It rides extreamly nice, coming off a an 09 Tarmac Pro SL, it is a bit smother over the chatter and there is some stiffness through the BB that can be felt in sharp turns over the Tarmac Pro SL. It's not a huge diffrence to me at my weight and wattage ([email protected]/[email protected]), but present. 
Size is 52cm.
Saddle takes some getting used too. Early in the season its a bit harsh, but later in the season it is perfect!
Handle bars are FSA Wing Pro Aluminum compact.
The bike is a real Rocket! Totally quick, ultra responsive, and comfortable to ride! Not to mention fun! I'm always excited to ride it!


----------



## shortyt (Mar 22, 2009)

-dustin said:


> now has white bartape.


Dustin is the color of the whole frame pretty much all flat. The reds and whites on the 2011 website talks about being a gloss.


----------



## RTUNED87 (Aug 27, 2010)

bn_acyclists said:


> View attachment 209401
> 
> 14.85 lbs with a power meter.


did you get it with the bb30 if so how do you like it?


----------



## -dustin (Jan 11, 2009)

shortyt said:


> Dustin is the color of the whole frame pretty much all flat. The reds and whites on the 2011 website talks about being a gloss.

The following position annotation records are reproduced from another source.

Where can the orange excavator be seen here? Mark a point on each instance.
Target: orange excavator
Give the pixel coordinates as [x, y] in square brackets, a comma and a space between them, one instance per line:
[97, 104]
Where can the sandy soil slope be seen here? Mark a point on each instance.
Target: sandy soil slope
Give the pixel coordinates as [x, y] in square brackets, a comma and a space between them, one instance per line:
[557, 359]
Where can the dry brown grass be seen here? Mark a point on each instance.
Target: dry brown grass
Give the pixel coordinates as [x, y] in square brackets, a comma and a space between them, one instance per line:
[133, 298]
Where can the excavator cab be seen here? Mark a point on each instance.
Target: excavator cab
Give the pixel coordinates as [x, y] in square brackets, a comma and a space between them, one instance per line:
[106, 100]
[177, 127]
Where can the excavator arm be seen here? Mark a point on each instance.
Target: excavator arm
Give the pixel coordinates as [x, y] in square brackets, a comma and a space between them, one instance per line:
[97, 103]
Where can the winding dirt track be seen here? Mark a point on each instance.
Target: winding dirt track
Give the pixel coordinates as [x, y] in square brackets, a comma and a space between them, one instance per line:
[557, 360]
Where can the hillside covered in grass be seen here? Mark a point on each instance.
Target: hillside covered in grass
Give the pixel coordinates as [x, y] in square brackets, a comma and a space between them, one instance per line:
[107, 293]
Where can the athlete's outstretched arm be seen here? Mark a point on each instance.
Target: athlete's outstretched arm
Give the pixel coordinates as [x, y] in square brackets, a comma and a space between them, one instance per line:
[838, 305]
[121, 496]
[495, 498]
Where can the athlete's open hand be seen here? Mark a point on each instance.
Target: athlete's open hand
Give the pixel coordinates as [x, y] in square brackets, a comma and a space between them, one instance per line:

the entire frame has a matte finish. which means that it's really hard to keep clean.


----------



## bonkcity (Aug 24, 2010)

Yes, a got the 2011 S-Works Tarmac SL3 in neon red. I love it! I have owned/ridden a lot of bikes. The S-Works is the best. It's a very smooth ride, it's totally light, and it is very stiff. I love the front end with the huge tapered head tube and the fork is very stout. My last bikes were a Look 595 ultra, Cervelo R3, Litespeed Ultimate & I have ridden Pinarello Dogma and Prince. The S-Works is a great bike. I put Campy SuperRecord on it with Easton EC 90 sl wheels with Ritchey stem, bar and seat post. I can't say enough good about it. I just can't believe the ride. I recommend the bike. You will love it.


----------



## RTUNED87 (Aug 27, 2010)

Do you think that red would have any fading issues in the sun? plus can you post some pics i would love to see that fram put together


----------



## bonkcity (Aug 24, 2010)

The neon red is great! Much better in person than photos. I don't thin there will be any fadingmissues. My brother and I had neon Fat chance mountain bikes in the 80's and 90's and had no fading issues. I don't know how to attch photos. If you give me an email address, I would be happy to email you a photo or two.


----------



## purdyd (Jun 18, 2010)

*from the other side*


----------



## ukbloke (Sep 1, 2007)

RTUNED87 said:


> Do you think that red would have any fading issues in the sun?


Very unlikely, especially as most bikes spend 95% of their life in the garage.


----------



## -dustin (Jan 11, 2009)

riding some new wheels for the week










For what it's worth, PI's Veer glove bleeds a lot. Pictured is the 3rd round of white bartape I've had (and this one only has about 10hrs of ride time).


----------



## immorales222 (Jan 31, 2011)

*heey*



mmccrary said:


> pics...


what's the name of that steer thing
white and Blue thing

I want that also

that frame is nice with that white and blue thing!

i will hear it form u
bye


----------